I discovered this yet again in preparing this In Memoriam section to be posted to our class web site,  I took the time to read his piece in our Yale 1963 at 50 class book.   What an amazingly talented, serious and accomplished man he was, what an interesting life he led, and how he compartmentalized his post Yale years into three careers, each different from the other. 

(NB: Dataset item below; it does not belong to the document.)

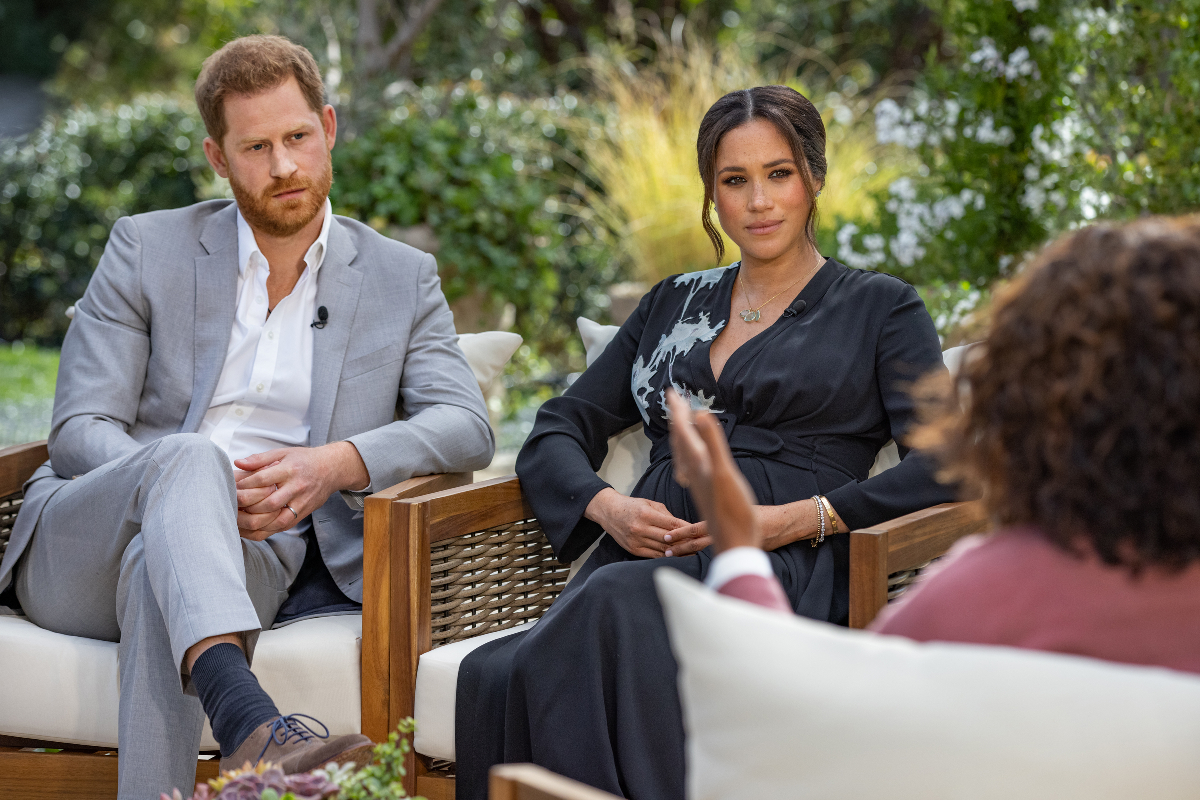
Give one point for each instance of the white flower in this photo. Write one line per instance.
(988, 59)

He walked in the face of evil everywhere he perceived it existed, and stared it down cold.  A quote from his piece is included here.. “What is the central lesson which Yale and my three “careers” have taught me? The twentieth century was the bloodiest in human history because dictators made it so (Hitler, Stalin, Mao, Pol Pot, et. al.). With nuclear weapons increasingly available to them, the world’s remaining dictators — about twenty percent of the total number of leaders as of this writing — could make the twenty-first century orders of magnitude more devastating. Look around: dictators are behind or in front of every “evil” in the world today. The centerpiece of American and all democratic governments’ foreign policies should be to make them an extinct species — to move aggressively and largely through non-violent means to complete the creation and maintenance of a “dictatorfree world.   

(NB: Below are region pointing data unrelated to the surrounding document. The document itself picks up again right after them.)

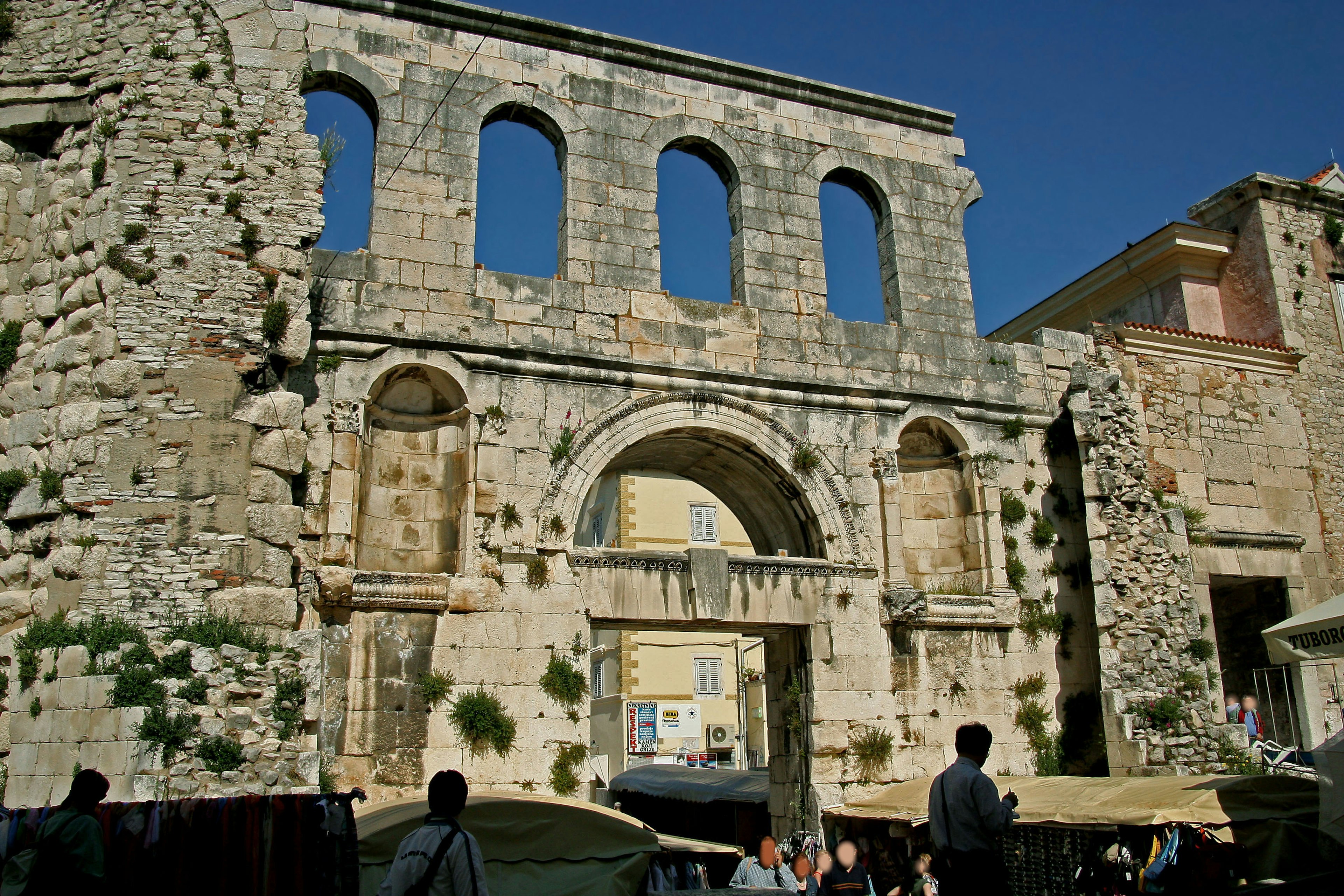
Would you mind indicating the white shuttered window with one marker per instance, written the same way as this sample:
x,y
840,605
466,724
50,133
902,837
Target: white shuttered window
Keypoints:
x,y
709,676
705,524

He wrote this as he faced the end of his brave six year fight  against melanoma cancer that he described in his piece prepared for our 50th reunion class book that he knew he could not attend due to failing health, and then his passing several months thereafter and before the reunion itself.    Bravery, thy name is Mark (Robie M.H.) Palmer. 

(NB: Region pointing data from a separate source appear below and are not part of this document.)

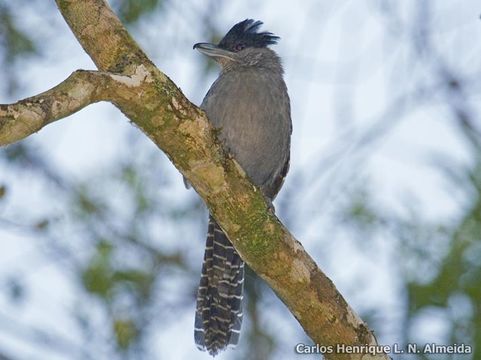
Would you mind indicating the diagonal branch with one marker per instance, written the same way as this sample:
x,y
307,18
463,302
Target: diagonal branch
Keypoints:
x,y
27,116
155,104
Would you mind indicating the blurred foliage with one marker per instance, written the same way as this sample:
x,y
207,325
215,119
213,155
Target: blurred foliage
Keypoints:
x,y
15,44
131,11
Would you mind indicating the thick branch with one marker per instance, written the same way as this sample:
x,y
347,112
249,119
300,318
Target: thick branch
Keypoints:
x,y
181,130
27,116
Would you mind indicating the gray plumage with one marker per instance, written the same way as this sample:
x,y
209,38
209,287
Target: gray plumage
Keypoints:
x,y
249,105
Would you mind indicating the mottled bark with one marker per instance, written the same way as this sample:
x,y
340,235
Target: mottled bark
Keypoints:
x,y
129,80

from our YAM November-December issue:

     A special forum on democracy was held in Washington DC on July 14, 2014, the birthday of our late classmate Mark Palmer, to honor Mark's vision and his legacy in promoting the establishment of democratic institutions and practices around the world. The forum was hosted by the Council for a Community of Democracies (CCD), a leading democracy NGO which Mark served as Vice President of the Board of Directors, and was moderated by our classmate Steve Steiner. Over 40 democracy experts and activists and close professional associates of Mark took part in this special forum, which was planned as the informal start to a series of substantive events that will seek to advance and institutionalize Mark's inspiring legacy in this field. Participants noted, among other things, Mark's leading role in the establishment of the National Endowment for Democracy and its network of democracy institutions, as well as his leadership, as United States Ambassador to Hungary, in giving moral support to the Hungarian democracy activists who opposed and eventually brought down the Communist regime. Mark later led the way, under CCD auspices, in the publication of a “Diplomats Handbook on Democracy Advancement”, which numerous governments now use as a training manual for their diplomats. Subsequently, Mark also led the way in the publication of a similar practical handbook for military officers around the world. The next step in efforts to advance and institutionalize Mark’s legacy will be a forum hosted in Washington by Freedom House on September 15, which will focus on the state of governance in Russia and the repercussions of Russian actions in Ukraine on Eastern Europe, the Caucasus and Central Asia. This will be followed by future forums which address, among other key international issues, the state of Internet freedom and the crises in the Middle East.